Lenzuola bianche nell’ambiente rimandano all’aspirazione verso la purezza e il divino. Questa dimensiobne trova piena complementarità nel senso della natura umana, espressa dal corpo seminudo della protagonista che ha occhi bendati e dà carnale concretezza a una figura cieca. Una cecità non disperata, che trova sollievo e quasi esaltazione nel suo tuffarsi in un silenzio quasi cosmico: nel silenzio totale del luogo.

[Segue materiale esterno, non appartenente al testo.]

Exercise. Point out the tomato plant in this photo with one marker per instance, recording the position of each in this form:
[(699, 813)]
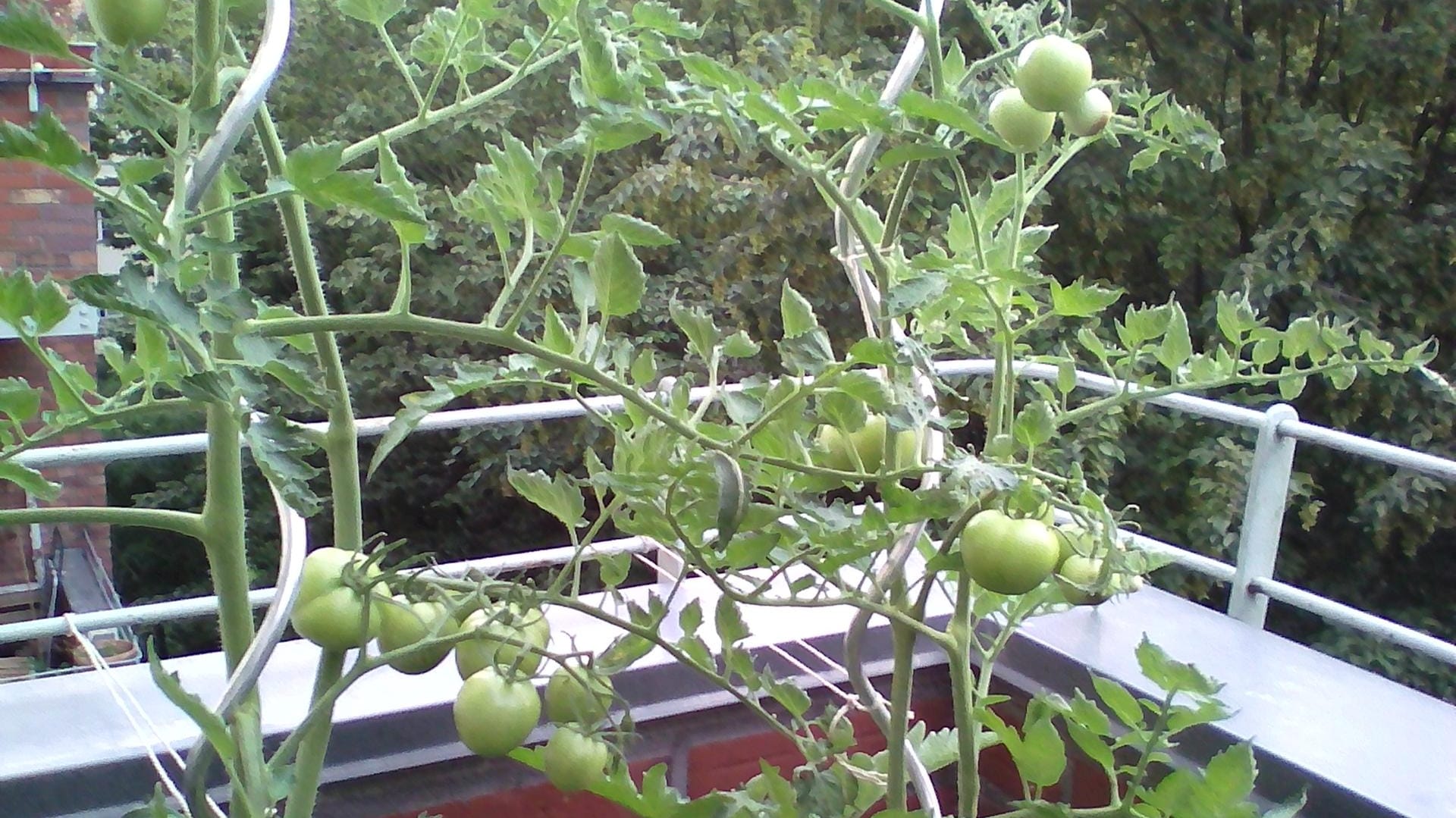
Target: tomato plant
[(504, 636), (1006, 555), (576, 694), (403, 623), (576, 762), (1053, 73), (495, 713), (332, 613), (864, 449), (733, 481), (1090, 115), (128, 22), (1018, 123)]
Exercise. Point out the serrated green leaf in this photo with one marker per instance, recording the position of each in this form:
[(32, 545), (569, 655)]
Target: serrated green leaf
[(797, 313), (558, 497), (373, 12), (617, 275), (28, 28), (278, 449), (1171, 674), (30, 481), (637, 232), (1123, 705)]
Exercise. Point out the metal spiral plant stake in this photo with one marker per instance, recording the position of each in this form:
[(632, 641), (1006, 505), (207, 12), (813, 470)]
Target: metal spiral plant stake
[(934, 447), (293, 531)]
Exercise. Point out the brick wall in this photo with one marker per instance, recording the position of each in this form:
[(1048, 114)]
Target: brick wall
[(717, 763), (49, 227)]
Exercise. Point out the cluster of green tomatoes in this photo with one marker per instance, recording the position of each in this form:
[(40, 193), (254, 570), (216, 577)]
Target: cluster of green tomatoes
[(344, 603), (1053, 76), (1008, 549)]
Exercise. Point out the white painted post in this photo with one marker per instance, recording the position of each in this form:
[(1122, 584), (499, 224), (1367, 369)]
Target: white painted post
[(1263, 516)]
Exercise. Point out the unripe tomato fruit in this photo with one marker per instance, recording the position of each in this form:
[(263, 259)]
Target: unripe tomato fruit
[(568, 700), (490, 647), (329, 613), (127, 22), (494, 715), (839, 452), (1076, 574), (1053, 73), (1019, 124), (576, 762), (405, 623), (1008, 556), (1090, 115)]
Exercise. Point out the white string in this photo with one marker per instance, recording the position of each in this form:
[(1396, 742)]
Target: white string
[(121, 696)]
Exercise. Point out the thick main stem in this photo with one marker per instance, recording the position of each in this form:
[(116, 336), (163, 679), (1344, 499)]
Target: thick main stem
[(902, 688), (315, 744), (963, 697), (341, 447)]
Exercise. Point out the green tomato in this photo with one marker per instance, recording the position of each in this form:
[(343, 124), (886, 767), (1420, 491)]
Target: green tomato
[(490, 648), (568, 700), (576, 762), (329, 613), (127, 22), (1078, 577), (494, 715), (335, 620), (864, 449), (406, 623), (1019, 124), (1008, 556), (1053, 73), (1090, 115)]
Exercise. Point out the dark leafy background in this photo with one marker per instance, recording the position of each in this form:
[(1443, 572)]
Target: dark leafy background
[(1337, 196)]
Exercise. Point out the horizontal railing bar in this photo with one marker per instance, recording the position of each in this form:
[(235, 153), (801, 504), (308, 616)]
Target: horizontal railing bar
[(1430, 465), (107, 452), (193, 607), (1391, 454), (1356, 619)]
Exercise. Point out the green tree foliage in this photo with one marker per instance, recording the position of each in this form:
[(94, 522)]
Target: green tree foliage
[(1337, 126)]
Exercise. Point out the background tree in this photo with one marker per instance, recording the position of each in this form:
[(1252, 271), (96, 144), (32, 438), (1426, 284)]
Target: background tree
[(1337, 127)]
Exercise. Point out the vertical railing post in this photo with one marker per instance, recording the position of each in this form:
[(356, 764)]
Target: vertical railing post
[(1263, 516)]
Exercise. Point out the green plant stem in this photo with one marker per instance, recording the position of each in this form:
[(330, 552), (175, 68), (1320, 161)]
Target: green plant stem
[(341, 440), (340, 444), (313, 740), (422, 325), (165, 520), (402, 67), (963, 697), (466, 105), (1155, 737), (902, 688), (539, 280)]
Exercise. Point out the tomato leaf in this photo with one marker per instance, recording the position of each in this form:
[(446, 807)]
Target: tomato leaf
[(278, 449), (797, 312), (372, 12), (30, 481), (28, 28), (558, 497), (617, 275), (49, 143)]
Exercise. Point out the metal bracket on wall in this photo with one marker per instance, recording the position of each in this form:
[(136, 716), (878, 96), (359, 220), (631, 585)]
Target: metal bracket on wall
[(83, 321)]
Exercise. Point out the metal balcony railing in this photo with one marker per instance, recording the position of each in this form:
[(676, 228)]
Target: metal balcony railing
[(1251, 575)]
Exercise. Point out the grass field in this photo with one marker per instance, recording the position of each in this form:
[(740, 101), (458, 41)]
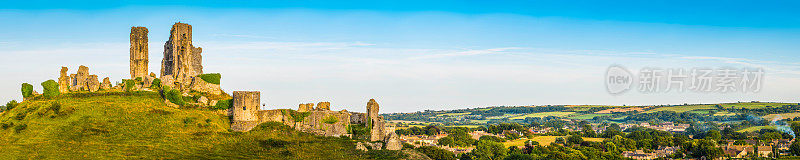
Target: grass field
[(680, 109), (782, 116), (544, 140), (453, 114), (140, 126), (753, 105), (755, 128), (543, 114), (724, 113), (588, 116)]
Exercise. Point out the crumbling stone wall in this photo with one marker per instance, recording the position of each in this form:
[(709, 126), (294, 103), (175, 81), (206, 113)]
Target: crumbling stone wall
[(377, 130), (63, 81), (92, 83), (139, 59), (106, 84), (182, 60), (305, 107), (323, 106), (315, 123), (245, 105)]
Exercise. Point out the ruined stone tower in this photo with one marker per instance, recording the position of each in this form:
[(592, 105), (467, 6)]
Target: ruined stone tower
[(375, 121), (245, 105), (139, 59), (182, 60)]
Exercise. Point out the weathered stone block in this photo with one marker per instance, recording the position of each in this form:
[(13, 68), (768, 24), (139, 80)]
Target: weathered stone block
[(393, 142), (246, 105), (305, 107), (139, 59), (106, 84), (200, 85), (181, 60), (324, 106), (63, 81), (92, 83)]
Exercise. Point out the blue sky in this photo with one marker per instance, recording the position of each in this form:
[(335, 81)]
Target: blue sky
[(416, 55)]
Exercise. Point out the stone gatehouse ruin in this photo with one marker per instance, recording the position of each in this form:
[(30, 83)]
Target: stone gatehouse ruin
[(181, 72), (182, 61), (320, 120)]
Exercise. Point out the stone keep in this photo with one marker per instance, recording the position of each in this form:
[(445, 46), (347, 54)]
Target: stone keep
[(63, 81), (376, 132), (245, 105), (324, 106), (305, 107), (182, 60), (139, 59)]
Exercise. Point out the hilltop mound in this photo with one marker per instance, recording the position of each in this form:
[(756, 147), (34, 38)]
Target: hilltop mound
[(139, 125)]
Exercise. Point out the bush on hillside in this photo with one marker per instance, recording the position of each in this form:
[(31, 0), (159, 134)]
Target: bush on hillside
[(156, 84), (50, 89), (27, 90), (222, 104), (174, 96), (54, 110), (129, 84), (212, 78), (6, 125), (20, 127), (436, 153), (331, 119), (11, 104)]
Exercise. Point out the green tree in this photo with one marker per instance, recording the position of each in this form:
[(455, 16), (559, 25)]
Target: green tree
[(587, 131), (490, 150), (27, 90), (574, 139), (517, 156), (436, 153), (11, 104), (50, 89), (714, 135), (795, 148)]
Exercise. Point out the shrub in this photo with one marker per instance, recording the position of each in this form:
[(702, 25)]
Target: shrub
[(174, 96), (436, 153), (276, 143), (128, 84), (223, 104), (297, 116), (27, 90), (6, 125), (212, 78), (54, 110), (11, 104), (50, 89), (156, 84), (20, 116), (20, 127), (331, 119)]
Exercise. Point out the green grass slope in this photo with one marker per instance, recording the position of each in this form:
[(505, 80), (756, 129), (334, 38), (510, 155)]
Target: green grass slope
[(140, 126)]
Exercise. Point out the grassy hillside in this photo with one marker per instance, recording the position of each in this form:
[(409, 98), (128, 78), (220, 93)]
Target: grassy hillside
[(139, 125)]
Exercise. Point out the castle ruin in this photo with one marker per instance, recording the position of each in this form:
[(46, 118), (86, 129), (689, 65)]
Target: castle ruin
[(182, 61), (320, 120), (139, 59)]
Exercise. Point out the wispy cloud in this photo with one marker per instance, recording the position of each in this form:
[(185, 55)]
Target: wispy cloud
[(467, 53)]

Ciò fino a quando la musica, una nenia, scombina la serenità del corpo che, con l’incalzare del ritmo, si scompone sempre di più come se avesse conoscenza della condizione visiva intorno.
Il corpo è tutt’uno con l’anima: un essere che cerca di recuperare ricordi lontani e, ciò facendo, coinvolge nell’azione il pubblico disposto intorno al campo d’azione scenica. Tutto si rasserena al ritmo lento della lullaby, di una nenia che penetra l’anima.